A little known fact is that there are many varieties of hummingbirds in North America. In fact, there are more than 300 hummingbird species in the world! Today, I wanted to share the most common hummingbirds in North America — you very well may have spotted one or a few of these in your outside space!
- Ruby-Throated Hummingbird: Characterized by the bright red throats on the males, ruby-throated hummingbirds are one of the most common species in North America, spotted regularly in the east. Females are less conspicuous, with shimmery green upper parts and white under parts.
- Broad-Tailed Hummingbird: With similar characteristics to ruby-throats, broad-tailed male hummingbirds have a reddish-brown part on their tails. Females have the same reddish-brown color on their flanks and throats. Broad-tails also have louder and more distinctive wing sounds than other species during flight. They can be found in America’s southwestern mountains.
- Rufous Hummingbird: Found along the northern Pacific coast, male rufous hummingbirds can be spotted by their iridescent red-orange throat and orange feathers. Females have subtler orange coloring, with green upper parts, white chest and abdomen, and spotting on the throat. Some are also seen in the southeast and along the Gulf Coast. They are highly territorial.
- Allen’s Hummingbird: Similar coloring to rufous hummingbirds makes Allen’s easy to mistake for the other orange species. But Allen’s males have greener backs and heads, and more orange on their flanks. Female Allen’s look almost the exact same as female rufous. They commonly go to feeders, and they can be found along the coast of California.

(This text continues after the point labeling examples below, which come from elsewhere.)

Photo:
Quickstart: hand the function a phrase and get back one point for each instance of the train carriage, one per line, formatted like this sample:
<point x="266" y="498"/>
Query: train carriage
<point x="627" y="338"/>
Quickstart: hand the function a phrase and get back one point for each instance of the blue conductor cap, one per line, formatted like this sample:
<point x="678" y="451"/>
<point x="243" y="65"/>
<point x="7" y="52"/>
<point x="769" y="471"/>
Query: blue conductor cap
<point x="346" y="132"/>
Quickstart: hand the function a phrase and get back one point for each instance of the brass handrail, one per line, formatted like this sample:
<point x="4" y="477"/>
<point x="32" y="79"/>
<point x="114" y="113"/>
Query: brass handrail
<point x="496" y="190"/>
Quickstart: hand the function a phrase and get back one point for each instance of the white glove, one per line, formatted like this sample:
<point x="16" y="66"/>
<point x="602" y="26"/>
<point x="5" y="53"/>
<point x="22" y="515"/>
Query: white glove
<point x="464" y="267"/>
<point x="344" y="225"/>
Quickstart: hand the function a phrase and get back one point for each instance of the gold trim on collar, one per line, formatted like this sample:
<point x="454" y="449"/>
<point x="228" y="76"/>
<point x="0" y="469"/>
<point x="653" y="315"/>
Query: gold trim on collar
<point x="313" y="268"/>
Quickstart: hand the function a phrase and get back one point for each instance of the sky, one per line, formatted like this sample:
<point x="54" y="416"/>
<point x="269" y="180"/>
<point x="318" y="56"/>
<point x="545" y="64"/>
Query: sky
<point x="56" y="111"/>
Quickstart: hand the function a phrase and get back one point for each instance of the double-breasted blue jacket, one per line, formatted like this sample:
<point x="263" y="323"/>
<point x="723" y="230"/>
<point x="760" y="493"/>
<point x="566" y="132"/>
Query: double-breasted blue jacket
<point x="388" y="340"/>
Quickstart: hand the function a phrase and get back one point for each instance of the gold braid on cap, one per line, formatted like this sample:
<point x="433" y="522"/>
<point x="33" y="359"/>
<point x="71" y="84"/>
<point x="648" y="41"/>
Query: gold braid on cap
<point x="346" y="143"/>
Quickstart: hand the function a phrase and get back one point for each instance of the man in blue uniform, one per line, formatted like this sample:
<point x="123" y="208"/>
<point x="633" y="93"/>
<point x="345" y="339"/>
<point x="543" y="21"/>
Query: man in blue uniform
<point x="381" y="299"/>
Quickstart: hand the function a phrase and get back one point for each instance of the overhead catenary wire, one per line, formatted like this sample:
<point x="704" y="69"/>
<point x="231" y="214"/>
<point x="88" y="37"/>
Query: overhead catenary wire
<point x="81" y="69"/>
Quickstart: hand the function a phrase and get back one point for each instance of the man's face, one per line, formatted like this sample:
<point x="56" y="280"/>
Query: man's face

- Costa’s Hummingbird: A real unique beauty, Costa’s males have a crown of bright pink or purple feathers and sharply pointed neck feathers that look like a dramatic collar. Females don’t have the same bright iridescence, but they share the same green upper parts and white under parts. Costa’s like dry desert environments and aren’t often found in urban areas. They call southeastern California, southwestern Arizona, and far south Nevada home.
- Black-Chinned Hummingbird: Males are identified by a bright purple band underneath a black neck, while females may show light streaking on the throat with green upper parts and white under parts. Both male and female have very long bills, and black-chins can commonly be spotted from southern California to southwestern Texas.
- Calliope Hummingbird: The smallest North American hummingbird at 3.25 inches in length, calliope males have a striped pink throat that points at the sides. Females don’t have the bright coloring, but do have the bright green upper parts and subtle reddish-brown wash on the flanks. They are less aggressive and territorial because of their size, and can be seen in British Columbia, Idaho, Nevada, Utah, California, Montana, Washington, and Oregon.
- Anna’s Hummingbird: Found year-round along the west coast, Anna’s males have red or pink crowns, while females may have some pink or red spotting on the throat. They like to visit backyards, parks, and gardens.
- Magnificent Hummingbirds: Characterized by dark feathers, long bills, blue throats, and violet crowns, male magnificents are quite beautiful, and females have a more subdued look, with bright green upper parts and light gray under parts. Males and females alike have white spots by their eyes, and they’re one of the largest species in North America at 5-plus inches long. Find them in southeastern Arizona and southwestern New Mexico.
- Broad-Billed Hummingbirds: Similar to magnificents, broad-bills distinguish themselves with a red bill that has a broad base and black tip. They’re also much smaller than magnificents but can also be spotted in southeastern Arizona and southwestern New Mexico, as well.
I hope you loved learning more about the wide variety of the most common types of hummingbirds in North America! Shockingly, there are even more than this list, but I wanted to share some regulars that are commonly seen. Keep an eye out for these bold beauties in your own yard, and let me know who you spot!